MISO Director of Market Design Kevin Vannoy said the RTO would return in August with more detail around the proposal and examples of how storage will function under the model. It will focus examples on non-market services, storage modeling, metering, commitment and dispatch rules, Vannoy said. Market clearing prices or LMPs will set emergency pricing for injecting and withdrawing during maximum generation events.

“There might be restoration payments when energy storage resources provide black start restoration from an event,” he added.

MISO also said it will rely on its existing ramp performance measures — excessive and deficient energy flagging and deployment failure penalties — to evaluate storage performance.

Vannoy said he’s gotten at least two requests for private meetings with MISO staff to discuss the straw proposal. While MISO isn’t opposed to setting up one-on-one meetings, he said, staff are busy working on Order 841 compliance and have limited time. He also said it may be best to raise storage issues and suggestions in public meetings.

“We’re not necessarily looking to facilitate private discussions,” Vannoy said, urging stakeholders to bring their storage questions and recommendations to the Resource Adequacy, Market and Reliability subcommittees.

Vannoy said while MISO usually doesn’t solicit extensive stakeholder feedback on FERC compliance directives, Order 841 compliance is a “special case” that warrants more intensive stakeholder involvement, and MISO plans to collect more feedback through summer.

“I don’t think this is a pure vanilla compliance filing. It’s not where FERC says, ‘Do A, B and C,’ and we file A, B and C,” Vannoy said.

MISO will solicit feedback through fall while presenting more refined versions of the plan. It plans to have a draft compliance plan by mid-October. Its Tariff filing is due in December.

Storage Model on Old Platform

MISO plans to implement its new storage participation model before it replaces its current market platform with a more sophisticated modular system. Responding to the straw proposal, stakeholders asked that the RTO not make a storage participation model dependent on the new platform’s capabilities.

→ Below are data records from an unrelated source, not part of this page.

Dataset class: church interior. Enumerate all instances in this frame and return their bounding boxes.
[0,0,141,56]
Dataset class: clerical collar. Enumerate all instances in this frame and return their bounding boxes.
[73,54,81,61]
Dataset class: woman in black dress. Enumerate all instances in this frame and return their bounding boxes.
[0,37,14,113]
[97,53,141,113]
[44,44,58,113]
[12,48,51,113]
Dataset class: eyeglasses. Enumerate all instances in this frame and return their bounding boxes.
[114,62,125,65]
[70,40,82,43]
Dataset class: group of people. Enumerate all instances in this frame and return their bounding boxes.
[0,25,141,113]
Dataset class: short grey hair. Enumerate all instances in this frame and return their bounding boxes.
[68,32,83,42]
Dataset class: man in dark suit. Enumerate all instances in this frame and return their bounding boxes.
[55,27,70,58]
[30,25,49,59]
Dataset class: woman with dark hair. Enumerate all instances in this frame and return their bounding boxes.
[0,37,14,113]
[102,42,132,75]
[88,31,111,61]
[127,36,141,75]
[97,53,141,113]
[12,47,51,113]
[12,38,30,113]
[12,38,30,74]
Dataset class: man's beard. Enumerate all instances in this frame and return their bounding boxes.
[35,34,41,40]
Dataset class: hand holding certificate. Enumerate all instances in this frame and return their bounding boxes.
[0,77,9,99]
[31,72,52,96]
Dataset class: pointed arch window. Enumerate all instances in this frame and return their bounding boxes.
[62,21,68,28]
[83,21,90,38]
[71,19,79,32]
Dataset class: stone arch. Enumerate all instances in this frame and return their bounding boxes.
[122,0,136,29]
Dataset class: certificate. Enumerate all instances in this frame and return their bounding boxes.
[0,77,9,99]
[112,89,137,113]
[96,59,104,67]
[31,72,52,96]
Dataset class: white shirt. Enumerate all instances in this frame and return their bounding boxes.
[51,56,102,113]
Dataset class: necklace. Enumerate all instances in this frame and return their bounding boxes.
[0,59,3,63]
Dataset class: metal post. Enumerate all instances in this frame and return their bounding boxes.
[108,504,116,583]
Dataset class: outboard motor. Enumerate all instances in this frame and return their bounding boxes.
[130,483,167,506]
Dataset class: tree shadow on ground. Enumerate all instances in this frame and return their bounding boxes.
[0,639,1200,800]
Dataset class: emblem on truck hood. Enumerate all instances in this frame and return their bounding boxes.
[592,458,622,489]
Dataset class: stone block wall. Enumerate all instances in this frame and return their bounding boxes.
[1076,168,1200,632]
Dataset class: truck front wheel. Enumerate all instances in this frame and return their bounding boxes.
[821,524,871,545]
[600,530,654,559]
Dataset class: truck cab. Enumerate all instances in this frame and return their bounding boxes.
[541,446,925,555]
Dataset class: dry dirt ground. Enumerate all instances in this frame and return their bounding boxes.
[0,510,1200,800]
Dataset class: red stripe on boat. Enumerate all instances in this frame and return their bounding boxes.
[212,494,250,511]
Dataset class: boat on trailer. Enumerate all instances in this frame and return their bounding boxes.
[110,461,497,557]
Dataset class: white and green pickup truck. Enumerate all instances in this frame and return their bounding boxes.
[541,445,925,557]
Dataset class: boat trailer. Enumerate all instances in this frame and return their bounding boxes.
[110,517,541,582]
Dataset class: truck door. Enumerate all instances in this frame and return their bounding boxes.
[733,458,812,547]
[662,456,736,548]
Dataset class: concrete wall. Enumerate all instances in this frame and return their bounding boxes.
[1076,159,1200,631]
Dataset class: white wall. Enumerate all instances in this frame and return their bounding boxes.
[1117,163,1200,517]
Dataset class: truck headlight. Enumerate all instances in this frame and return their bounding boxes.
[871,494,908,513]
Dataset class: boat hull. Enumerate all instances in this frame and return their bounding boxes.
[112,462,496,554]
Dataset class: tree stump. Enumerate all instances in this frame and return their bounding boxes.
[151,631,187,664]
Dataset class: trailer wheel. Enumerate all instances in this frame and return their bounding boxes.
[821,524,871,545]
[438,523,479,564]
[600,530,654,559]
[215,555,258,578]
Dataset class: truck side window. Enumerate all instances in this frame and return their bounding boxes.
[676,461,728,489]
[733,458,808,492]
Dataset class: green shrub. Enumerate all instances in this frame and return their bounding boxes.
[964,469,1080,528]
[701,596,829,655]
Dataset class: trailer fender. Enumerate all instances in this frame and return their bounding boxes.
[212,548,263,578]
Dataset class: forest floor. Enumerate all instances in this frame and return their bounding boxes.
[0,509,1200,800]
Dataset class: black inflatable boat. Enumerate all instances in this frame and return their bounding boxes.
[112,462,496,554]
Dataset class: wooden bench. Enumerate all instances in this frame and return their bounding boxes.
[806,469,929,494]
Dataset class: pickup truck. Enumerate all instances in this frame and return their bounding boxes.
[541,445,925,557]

Instead, they asked that MISO design the market platform with storage needs in mind.

Kevin Larson, MISO market and modeling director, said the RTO will continue to assess principal vendor General Electric’s performance on project deliverables and will evaluate alternate vendors through the end of 2019. MISO last month said GE was overly optimistic in its original timeline for the replacement, which may lead to delays and a small budget overrun. (See MISO Platform Replacement Risks Delay, Budget Overrun.)

“We’re in an evaluation phase with General Electric,” Larson said.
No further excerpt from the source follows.